AnalyTeam, 2022
In this project, we soft-cluster1 the users of BeerAdvocate within a set of predefined categories. Based on that, we analyze how attractive the website is for each category over time. Additionally, we uncover the trends of these categories and build interesting user personas for the website’s administrators. By the end, we come up with a few conclusions about what is done right in BeerAdvocate and what could be improved in order to make the website more attractive to the beer lovers community. We also provide a more general result in the form of the conclusion that natural soft-clustering of users can help uncover user groups’ behaviors which provides room for improvement in many businesses, including those that heavily rely on recommender systems and providing custom user experiences. We have available to us a dataset of BeerAdvocate data spanning between 1996 and 2017.
1natural soft-clustering: this approach is “cluster together users that satisfy a human-interpretable condition” rather than “cluster together users that are similar based on a similarity metric”. Since one user can satisfy many conditions simultaneously or none at all, any user can belong to any given number of categories including none at all. That is what we mean by natural soft-clustering of users.
We use the dataset provided by the teaching team of “CS-401: Applied Data Analysis” at EPFL for the year 2022.
We use a score-based approach to soft-cluster users using scores that are easily interpretable to humans. All of our scores satisfy that the larger they are the more they emphasize that the user may belong to the given category.
A user who rates beers close to their average rating, meaning that on average this user deviates little from the average opinion on the beers he/she rates.
This category may be regarded as an indicator of the herding effect where users tend, on average, to stick to the average opinion when rating beers even if the average opinion may be unfair towards a beer.
A user that rates beers close to the BA score that is displayed on the website for most beers. According to BeerAdvocate administrators, the BA score is a reference score displayed on the website to give the users an idea about how a beer ranks among the beers of the same style.
Note that 94.5% of rated beers in the data available to us have a BA score.
For lack of a better name, we will reference these users as the EXP users referring to a somewhat “structured” way of rating beers that may indicate being influenced by the BA score displayed on the website.
A user that rates beers that have a few ratings only if not none at all. In the latter case, we consider that user to be the one who added the beer to the website. (yes, BeerAdvocate allows any user to add new beers to its database.)
These users, therefore, shed light (positively or negatively) on unpopular beers by rating them, and some of them help populate the website with new beers which enriches the user experience on the website.

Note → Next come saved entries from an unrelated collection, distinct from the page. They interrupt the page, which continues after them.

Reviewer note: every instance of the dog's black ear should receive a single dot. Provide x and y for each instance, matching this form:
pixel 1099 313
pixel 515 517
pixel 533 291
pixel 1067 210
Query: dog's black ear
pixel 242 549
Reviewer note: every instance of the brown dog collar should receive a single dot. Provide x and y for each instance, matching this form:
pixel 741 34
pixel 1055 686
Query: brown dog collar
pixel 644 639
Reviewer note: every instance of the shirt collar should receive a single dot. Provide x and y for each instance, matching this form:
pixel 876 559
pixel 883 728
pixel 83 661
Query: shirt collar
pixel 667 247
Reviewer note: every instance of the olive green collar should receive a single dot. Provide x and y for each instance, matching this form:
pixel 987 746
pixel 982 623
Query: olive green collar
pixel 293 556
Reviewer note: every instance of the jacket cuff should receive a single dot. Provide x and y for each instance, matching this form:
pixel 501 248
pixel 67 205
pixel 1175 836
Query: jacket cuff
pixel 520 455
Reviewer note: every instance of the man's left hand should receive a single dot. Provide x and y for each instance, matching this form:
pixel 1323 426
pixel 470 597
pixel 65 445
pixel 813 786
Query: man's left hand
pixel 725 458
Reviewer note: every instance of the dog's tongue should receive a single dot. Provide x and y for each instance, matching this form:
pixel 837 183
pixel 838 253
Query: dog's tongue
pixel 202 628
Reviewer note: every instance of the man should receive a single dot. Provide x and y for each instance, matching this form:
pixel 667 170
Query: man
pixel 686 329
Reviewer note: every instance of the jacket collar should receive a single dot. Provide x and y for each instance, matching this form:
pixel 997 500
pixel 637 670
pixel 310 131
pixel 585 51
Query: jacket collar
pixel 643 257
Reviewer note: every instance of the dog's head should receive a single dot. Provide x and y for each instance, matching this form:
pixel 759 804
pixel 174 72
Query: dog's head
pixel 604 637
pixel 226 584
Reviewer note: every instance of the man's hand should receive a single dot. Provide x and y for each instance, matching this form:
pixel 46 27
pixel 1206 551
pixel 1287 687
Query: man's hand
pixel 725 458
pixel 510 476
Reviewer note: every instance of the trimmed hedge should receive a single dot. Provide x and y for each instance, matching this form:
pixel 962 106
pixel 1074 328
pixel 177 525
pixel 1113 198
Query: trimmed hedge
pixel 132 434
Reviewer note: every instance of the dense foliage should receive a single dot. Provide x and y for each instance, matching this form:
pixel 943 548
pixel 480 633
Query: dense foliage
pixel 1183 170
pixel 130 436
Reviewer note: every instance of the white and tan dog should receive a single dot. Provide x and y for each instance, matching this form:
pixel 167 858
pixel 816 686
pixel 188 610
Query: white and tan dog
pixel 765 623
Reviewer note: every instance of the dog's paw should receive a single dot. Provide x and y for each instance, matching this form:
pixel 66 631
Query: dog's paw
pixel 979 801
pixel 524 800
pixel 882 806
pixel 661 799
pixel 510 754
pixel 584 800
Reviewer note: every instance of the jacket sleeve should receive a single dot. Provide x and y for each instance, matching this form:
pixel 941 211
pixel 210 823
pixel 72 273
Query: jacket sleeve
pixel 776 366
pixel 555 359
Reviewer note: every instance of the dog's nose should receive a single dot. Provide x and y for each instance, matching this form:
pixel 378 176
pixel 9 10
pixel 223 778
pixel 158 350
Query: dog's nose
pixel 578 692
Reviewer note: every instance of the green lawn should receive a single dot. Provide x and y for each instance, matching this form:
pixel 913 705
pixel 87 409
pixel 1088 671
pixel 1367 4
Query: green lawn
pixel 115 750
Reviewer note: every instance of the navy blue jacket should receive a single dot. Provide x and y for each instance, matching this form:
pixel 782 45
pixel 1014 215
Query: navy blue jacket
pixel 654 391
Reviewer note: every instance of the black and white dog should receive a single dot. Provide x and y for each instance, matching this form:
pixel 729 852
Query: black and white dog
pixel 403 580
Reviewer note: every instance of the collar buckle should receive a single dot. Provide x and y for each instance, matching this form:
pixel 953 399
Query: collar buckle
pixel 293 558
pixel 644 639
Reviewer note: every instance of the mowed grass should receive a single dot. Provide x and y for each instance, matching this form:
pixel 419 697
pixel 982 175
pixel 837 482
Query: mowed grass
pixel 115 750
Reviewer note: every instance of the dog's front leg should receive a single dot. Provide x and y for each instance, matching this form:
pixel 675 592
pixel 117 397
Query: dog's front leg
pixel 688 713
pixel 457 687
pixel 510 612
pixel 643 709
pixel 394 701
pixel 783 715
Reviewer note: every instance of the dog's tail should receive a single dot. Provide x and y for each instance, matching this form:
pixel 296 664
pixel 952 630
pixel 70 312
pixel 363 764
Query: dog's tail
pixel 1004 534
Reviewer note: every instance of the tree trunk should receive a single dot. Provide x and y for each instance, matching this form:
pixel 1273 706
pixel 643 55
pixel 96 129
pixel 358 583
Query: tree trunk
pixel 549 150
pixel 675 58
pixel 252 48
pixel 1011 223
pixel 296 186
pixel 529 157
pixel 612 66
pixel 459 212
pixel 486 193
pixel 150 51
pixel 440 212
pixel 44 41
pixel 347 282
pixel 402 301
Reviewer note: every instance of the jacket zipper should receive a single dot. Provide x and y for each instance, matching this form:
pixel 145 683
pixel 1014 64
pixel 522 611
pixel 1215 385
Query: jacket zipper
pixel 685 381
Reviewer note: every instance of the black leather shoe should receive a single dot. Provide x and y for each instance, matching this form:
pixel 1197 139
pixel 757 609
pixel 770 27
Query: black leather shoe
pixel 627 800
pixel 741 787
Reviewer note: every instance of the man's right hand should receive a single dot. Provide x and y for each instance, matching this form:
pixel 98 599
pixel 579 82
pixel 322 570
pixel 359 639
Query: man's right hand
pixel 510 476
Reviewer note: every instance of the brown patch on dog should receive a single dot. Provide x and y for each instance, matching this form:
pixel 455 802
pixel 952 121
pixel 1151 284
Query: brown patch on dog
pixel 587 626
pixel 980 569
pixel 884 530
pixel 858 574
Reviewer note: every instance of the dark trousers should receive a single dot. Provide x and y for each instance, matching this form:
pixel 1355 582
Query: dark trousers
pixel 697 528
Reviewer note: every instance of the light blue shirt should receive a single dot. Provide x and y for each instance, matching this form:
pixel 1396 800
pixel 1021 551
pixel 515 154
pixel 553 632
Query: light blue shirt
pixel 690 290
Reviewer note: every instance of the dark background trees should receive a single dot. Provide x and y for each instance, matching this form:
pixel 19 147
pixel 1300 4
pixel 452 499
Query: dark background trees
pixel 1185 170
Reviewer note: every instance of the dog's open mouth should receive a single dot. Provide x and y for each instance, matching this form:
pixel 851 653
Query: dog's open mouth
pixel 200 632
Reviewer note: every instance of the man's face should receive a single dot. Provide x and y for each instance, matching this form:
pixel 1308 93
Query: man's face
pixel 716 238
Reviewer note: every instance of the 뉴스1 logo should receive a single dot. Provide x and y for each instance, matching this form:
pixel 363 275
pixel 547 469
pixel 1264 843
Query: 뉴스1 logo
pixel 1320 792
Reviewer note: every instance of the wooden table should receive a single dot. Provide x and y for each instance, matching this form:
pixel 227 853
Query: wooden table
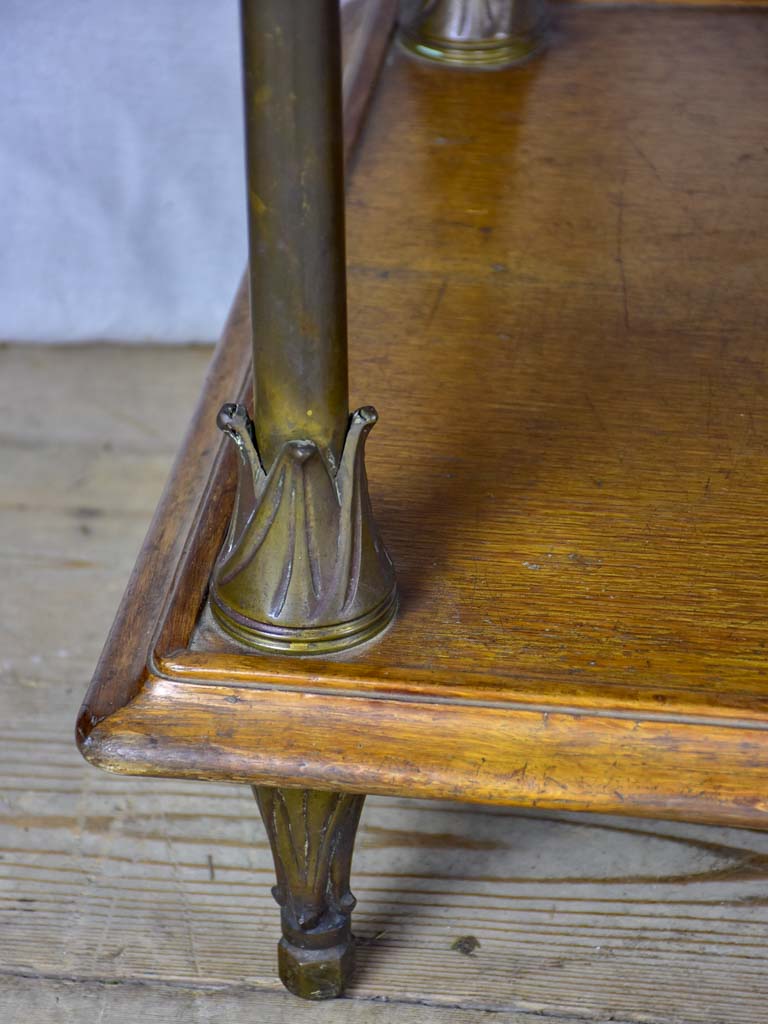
pixel 557 299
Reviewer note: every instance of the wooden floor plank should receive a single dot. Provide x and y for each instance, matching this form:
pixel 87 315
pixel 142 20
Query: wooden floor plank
pixel 155 894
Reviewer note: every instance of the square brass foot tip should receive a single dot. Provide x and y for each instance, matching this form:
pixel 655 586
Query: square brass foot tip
pixel 315 974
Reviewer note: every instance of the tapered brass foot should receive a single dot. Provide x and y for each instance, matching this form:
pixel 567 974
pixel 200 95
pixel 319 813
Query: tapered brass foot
pixel 480 34
pixel 311 834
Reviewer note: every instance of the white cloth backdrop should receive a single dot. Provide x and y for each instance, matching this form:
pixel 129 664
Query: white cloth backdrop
pixel 122 189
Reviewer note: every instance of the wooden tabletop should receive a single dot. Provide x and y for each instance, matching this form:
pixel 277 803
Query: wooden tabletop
pixel 557 304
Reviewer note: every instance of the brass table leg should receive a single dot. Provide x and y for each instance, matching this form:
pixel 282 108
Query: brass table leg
pixel 303 568
pixel 481 34
pixel 311 834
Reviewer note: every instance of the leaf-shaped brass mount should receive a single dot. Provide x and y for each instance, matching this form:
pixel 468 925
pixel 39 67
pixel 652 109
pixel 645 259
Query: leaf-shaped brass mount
pixel 303 568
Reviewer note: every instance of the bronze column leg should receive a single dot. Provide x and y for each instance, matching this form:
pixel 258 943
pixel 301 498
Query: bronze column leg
pixel 311 834
pixel 303 568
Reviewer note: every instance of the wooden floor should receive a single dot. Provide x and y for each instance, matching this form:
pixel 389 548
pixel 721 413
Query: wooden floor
pixel 125 899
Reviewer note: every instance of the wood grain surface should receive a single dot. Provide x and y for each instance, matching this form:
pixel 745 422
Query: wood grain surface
pixel 125 898
pixel 557 305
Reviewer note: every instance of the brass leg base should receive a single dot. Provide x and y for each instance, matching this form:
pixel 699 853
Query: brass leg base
pixel 320 974
pixel 311 834
pixel 328 640
pixel 476 35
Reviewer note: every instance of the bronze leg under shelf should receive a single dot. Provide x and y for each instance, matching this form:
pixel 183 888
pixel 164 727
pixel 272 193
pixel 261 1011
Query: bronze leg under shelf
pixel 311 834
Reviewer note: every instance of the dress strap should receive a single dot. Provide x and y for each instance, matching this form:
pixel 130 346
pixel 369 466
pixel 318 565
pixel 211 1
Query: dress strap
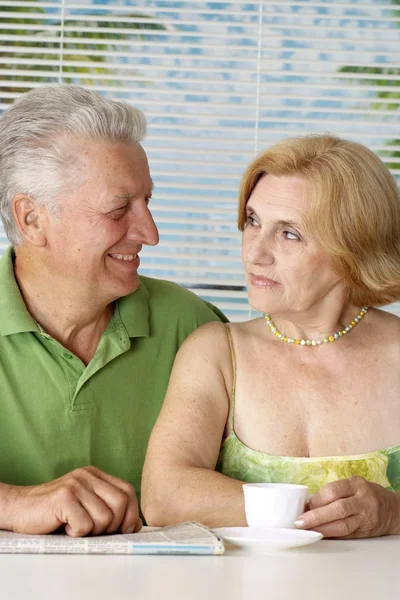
pixel 228 329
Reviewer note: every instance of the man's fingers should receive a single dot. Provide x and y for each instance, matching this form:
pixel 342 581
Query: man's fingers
pixel 118 495
pixel 131 521
pixel 98 509
pixel 77 520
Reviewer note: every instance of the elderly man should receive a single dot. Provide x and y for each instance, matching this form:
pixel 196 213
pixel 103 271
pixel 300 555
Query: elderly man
pixel 86 345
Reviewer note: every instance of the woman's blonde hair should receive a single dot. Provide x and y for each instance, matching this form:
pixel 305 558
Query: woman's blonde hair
pixel 353 209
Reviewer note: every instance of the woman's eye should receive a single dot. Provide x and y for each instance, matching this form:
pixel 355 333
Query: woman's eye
pixel 251 220
pixel 289 235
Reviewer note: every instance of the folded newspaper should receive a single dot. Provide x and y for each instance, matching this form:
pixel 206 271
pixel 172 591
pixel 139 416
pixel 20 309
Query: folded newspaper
pixel 184 538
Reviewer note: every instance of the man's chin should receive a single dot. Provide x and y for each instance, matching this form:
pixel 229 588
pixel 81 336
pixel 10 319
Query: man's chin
pixel 124 288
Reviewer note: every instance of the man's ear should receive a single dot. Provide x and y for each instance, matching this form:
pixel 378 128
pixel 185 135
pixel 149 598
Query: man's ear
pixel 29 219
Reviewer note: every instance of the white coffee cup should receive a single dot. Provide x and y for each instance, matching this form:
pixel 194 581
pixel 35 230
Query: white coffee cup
pixel 274 504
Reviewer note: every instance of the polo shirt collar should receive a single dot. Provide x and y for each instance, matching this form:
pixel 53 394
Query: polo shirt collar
pixel 14 316
pixel 134 311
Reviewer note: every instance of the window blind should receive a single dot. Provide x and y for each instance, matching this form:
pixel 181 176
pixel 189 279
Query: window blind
pixel 218 81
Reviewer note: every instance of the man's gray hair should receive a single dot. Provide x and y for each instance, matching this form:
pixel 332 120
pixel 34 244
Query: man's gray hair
pixel 37 135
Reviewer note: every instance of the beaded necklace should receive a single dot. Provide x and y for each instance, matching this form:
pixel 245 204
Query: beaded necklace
pixel 327 340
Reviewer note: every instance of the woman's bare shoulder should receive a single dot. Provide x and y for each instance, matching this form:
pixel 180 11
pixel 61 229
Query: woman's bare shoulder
pixel 384 318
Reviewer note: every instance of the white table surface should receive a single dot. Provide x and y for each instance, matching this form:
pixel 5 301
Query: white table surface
pixel 327 570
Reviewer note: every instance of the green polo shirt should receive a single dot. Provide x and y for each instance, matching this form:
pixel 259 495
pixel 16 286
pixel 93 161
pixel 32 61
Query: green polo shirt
pixel 56 414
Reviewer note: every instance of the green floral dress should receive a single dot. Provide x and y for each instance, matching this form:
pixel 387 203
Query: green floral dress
pixel 241 462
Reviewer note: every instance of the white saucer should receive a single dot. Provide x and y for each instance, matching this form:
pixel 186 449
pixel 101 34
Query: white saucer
pixel 268 537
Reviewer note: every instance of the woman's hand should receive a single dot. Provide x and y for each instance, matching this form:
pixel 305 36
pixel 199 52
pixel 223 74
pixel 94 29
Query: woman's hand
pixel 352 508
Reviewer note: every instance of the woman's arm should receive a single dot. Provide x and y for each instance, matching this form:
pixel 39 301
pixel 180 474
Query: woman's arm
pixel 179 482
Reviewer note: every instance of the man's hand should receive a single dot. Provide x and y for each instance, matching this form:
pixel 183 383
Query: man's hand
pixel 86 501
pixel 353 508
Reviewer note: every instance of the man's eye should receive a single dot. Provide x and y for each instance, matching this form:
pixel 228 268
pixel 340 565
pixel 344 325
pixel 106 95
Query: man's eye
pixel 118 212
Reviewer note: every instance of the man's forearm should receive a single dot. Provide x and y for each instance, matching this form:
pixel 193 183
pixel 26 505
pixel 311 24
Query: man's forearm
pixel 194 494
pixel 7 498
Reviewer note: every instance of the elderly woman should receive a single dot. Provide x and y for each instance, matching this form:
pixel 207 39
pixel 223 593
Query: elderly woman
pixel 308 393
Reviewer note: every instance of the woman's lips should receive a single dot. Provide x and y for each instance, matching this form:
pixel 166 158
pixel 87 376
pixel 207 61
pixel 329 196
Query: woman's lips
pixel 262 282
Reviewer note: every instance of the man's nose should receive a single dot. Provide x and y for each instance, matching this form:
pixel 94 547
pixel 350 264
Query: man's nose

A user that rates often enough beers that are slightly okay at best.
These users are willing to risk trying out bad beers. We are interested in such users because they may contribute to the visibility of underrated beers on the website and so indirectly to the user experience.
In order to choose adequate thresholds to classify the users based on the scores defined in the previous section, we look at the distributions of these scores. The figures below plot those distributions in real and logarithmic scales:
The adventurer score has a heavy-tail distribution. By the interpretability of this score, a cut-off or threshold at 0.2 classifies as adventurers the users for which at least 20% of the beers they rate have a slightly okay at best rating at the moment at which they rate them. We use this threshold that corresponds to the $90^{th}$ percentile of the ADV score distribution.
The conformist score also has a heavy-tail distribution. Here again, we choose the threshold that corresponds to the $90^{th}$ percentile that is -0.35, which by the interpretability of this score means that we classify as conformists the users who deviate on average by less than 0.35 from the average opinion.
The EXP score looks more like a skewed gaussian, but it is not since it is heavy-tailed. Again by the interpretability of this score, a threshold at -0.2 classifies users that deviate on average by less than 0.2 from the displayed BA score as EXP users.
The explorer score also follows a heavy-tailed distribution. To reiterate, by the interpretability of this score, given a threshold of approximately 0.2, we classify as explorers the users that figure in the first 10 raters of at least 20% of the beers they rate.
Since we do soft clustering, users have a score for each category. But how users who meet the threshold score be in multiple categories? We used a simple Venn diagram to visualize the overlap of categories. The Venn diagram shows the number of users for the categories CFM, ADV, and XPL, and the number of users who are at the intersection of multiple categories.
As we can see, there are very few overlaps between explorers, conformists, and adventurers. There are some users with two categories, but almost no users with all 3 categories. This suggests that the categories that we defined target different kinds of users.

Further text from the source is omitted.